Naming things helps us understand and keep track of them, so it should be no surprise that people regularly ask architects what “style” buildings fall into. Often there is no simple answer, but here are a few graphic design projects that can help you put architecture into its historical context and start to tease out stylistic influences.

vernacular guideFirst, this poster from Pop Chart Lab began as an ambitious attempt to document vernacular architecture around the world. “After diving into the research,” say the poster’s creators, “it quickly became apparent that this wasn’t going to be feasible due to the volume of data.” Instead, they ended up focusing on single-family homes in the United States, settling on 121 hand-drawn houses representing urban and rural residential styles, including: Colonial, Romantic, Victorian, Eclectic, Modern, Neo-Eclectic with subsections such as Italian Renaissance Revival and Ranch.

american vernacular houses guide
The Architecture of American Houses by Pop Chart Lab

Next, an infographic from Part Select narrows the scope even further, featuring an array of popular European and American typologies. Their graphic goes in depth, too, listing off key details that help define and distinguish different styles like Tudor, Victorian and Craftsman.

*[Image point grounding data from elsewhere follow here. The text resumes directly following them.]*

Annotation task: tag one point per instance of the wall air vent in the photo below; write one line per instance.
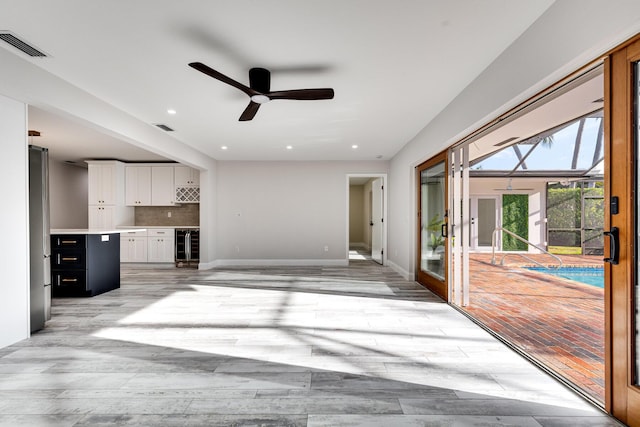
(21, 45)
(506, 141)
(164, 127)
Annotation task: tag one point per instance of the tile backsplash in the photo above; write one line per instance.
(186, 214)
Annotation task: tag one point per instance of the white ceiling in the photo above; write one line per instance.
(393, 66)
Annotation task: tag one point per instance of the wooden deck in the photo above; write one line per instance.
(558, 322)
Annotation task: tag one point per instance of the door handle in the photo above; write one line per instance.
(614, 245)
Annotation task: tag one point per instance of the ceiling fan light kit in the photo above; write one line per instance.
(259, 89)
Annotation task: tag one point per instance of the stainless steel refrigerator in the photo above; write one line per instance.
(39, 237)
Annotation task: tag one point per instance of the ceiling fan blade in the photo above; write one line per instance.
(219, 76)
(303, 94)
(249, 112)
(260, 79)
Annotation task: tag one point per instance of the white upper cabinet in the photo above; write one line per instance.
(103, 183)
(138, 185)
(186, 176)
(162, 190)
(106, 194)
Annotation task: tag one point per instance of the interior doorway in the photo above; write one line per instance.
(366, 234)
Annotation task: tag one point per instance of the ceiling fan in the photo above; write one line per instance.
(259, 89)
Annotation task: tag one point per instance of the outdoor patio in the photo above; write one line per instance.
(558, 322)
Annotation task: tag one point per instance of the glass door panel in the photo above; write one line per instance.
(636, 287)
(432, 214)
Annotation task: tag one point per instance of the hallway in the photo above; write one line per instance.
(298, 346)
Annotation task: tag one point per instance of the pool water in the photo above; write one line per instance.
(593, 276)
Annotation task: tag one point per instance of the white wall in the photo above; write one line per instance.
(285, 212)
(570, 34)
(68, 191)
(14, 223)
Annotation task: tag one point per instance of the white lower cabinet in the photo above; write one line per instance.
(153, 245)
(161, 245)
(102, 216)
(133, 247)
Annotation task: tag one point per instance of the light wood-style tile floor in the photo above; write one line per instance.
(308, 346)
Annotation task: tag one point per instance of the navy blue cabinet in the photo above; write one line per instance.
(84, 265)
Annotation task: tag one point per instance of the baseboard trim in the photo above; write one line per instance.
(273, 263)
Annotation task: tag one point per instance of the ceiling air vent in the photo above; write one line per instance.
(506, 141)
(21, 45)
(164, 127)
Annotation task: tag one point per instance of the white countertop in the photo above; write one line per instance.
(149, 227)
(92, 230)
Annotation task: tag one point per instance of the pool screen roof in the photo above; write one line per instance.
(571, 149)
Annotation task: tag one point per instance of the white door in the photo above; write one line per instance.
(377, 220)
(484, 220)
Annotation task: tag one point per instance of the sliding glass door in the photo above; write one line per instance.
(622, 225)
(432, 225)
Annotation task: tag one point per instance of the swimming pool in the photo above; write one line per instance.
(593, 276)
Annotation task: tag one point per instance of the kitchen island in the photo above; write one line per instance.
(84, 262)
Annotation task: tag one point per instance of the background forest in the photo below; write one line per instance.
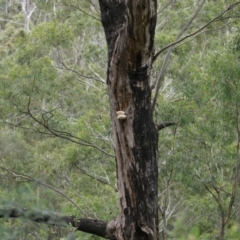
(56, 147)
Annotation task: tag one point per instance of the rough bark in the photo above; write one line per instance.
(129, 27)
(88, 225)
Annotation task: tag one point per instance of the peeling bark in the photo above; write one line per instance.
(88, 225)
(129, 27)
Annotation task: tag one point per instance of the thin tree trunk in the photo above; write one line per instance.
(129, 27)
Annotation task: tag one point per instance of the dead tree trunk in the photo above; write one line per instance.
(129, 28)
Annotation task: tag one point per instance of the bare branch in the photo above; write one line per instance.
(164, 66)
(88, 225)
(57, 133)
(164, 125)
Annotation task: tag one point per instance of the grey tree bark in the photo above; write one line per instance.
(129, 28)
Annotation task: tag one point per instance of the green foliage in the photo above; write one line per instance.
(56, 73)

global vernacular homes infographic
Most Popular and and Iconic Home Design Styles by Part Select

Many dwellings do not fit these categories neatly, but knowing the parts can help you piece together a whole picture. Understanding architectural details and styles can give people a better sense of their everyday built environments, helping put architecture in context.

For further reading, you may also want to grab a copy of A Field Guide to American Houses. The book breaks down design types and details even further (particularly useful given the ways styles get intermixed).


  1. Matt

    very cool! although could still break this out further. A Chicago bungalow is quite different and distinctive from a California bungalow, for example.

    1. Steph

      McMansion is there on the bottom left. I thought it was a made-up term and was actually surprised to see it listed!

  2. Thank you for explaining to me that a colonial-style home is more common in the eastern united states and is usually brick or stone. For the last couple of weeks, I have been thinking that it is time to buy my first home! I want something that is going to fit my personality and style. I will have to look for homes in the area that look perfect!

  3. I appreciate how you explained the different architectural designs of domestic houses. My husband and I are planning on building our own house, but we have yet to decide what style we want it in. I am in love with French Colonial-style homes with lots of greenery around the house, and I’m hoping I can persuade my husband to hire an architect who specializes in homes with a lot of natural elements in it.